Over that time I have been lucky enough to have  surrounded myself with the mountain community. For me, that, has been the single most thing that has saved my life. The stories of courage, of determination, of camaraderie are inspiring and warming to even the most hardy of souls. The sharing of knowledge, of experiences and of emotions can literally be life-saving. It is a community which doesn’t care where you’re from, where you’re going, or what level you are at. All they care about is that you’re here, now, with this common understanding, respect, and, at the end of the day, mind-set.
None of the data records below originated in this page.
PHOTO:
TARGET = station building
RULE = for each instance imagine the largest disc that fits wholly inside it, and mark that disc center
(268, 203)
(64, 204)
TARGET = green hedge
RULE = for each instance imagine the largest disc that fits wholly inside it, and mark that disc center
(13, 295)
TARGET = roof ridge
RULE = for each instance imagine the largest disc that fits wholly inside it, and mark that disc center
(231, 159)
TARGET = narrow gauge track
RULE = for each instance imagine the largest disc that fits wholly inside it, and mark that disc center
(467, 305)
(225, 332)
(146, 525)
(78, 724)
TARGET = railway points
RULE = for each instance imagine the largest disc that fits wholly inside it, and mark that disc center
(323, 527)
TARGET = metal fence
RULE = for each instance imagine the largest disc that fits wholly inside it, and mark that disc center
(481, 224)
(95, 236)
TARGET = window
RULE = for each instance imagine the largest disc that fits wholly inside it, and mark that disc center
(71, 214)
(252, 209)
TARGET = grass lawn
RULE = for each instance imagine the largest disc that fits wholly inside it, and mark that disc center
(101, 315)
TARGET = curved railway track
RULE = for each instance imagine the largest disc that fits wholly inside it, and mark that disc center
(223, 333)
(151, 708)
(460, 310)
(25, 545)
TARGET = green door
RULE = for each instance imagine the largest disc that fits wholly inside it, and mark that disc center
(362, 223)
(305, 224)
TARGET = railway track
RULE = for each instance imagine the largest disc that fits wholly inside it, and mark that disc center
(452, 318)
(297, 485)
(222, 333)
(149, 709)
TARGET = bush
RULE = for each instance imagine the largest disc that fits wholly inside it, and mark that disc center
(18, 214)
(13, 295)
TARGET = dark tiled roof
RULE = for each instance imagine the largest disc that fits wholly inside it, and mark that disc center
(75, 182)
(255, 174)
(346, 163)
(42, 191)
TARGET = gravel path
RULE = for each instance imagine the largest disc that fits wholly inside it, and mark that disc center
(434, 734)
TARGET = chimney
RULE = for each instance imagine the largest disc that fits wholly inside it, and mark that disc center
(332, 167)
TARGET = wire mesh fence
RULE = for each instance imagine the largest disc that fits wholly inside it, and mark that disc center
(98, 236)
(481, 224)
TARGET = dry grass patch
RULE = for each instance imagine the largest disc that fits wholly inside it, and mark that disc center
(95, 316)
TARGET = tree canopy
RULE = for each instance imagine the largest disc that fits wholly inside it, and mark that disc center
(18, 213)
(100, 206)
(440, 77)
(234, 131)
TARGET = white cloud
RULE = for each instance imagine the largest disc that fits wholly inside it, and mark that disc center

These people – their encouragement, their faith in me, their belief that when things got tough I could deal with it – that, is what has saved my life

 

GetOutside Champions launch, New Forest, England

 

There are good days, and there are bad days. There will most likely even be worse days. But, over the years, the mountains – and the sea – have managed to be the one constant in my life. Or in many people’s lives, for that  matter. Over thousands of years these landscapes have always been there, and they will continue to be there. I have, and will continue to walk in the footsteps of millions of others before me. Of Nobel laureates and of factory workers, of farmers and of soldiers, of members of parliament and of priests. For on the mountains, or out at sea, everybody is the same. Everybody is equal up here. It’s something worth living for.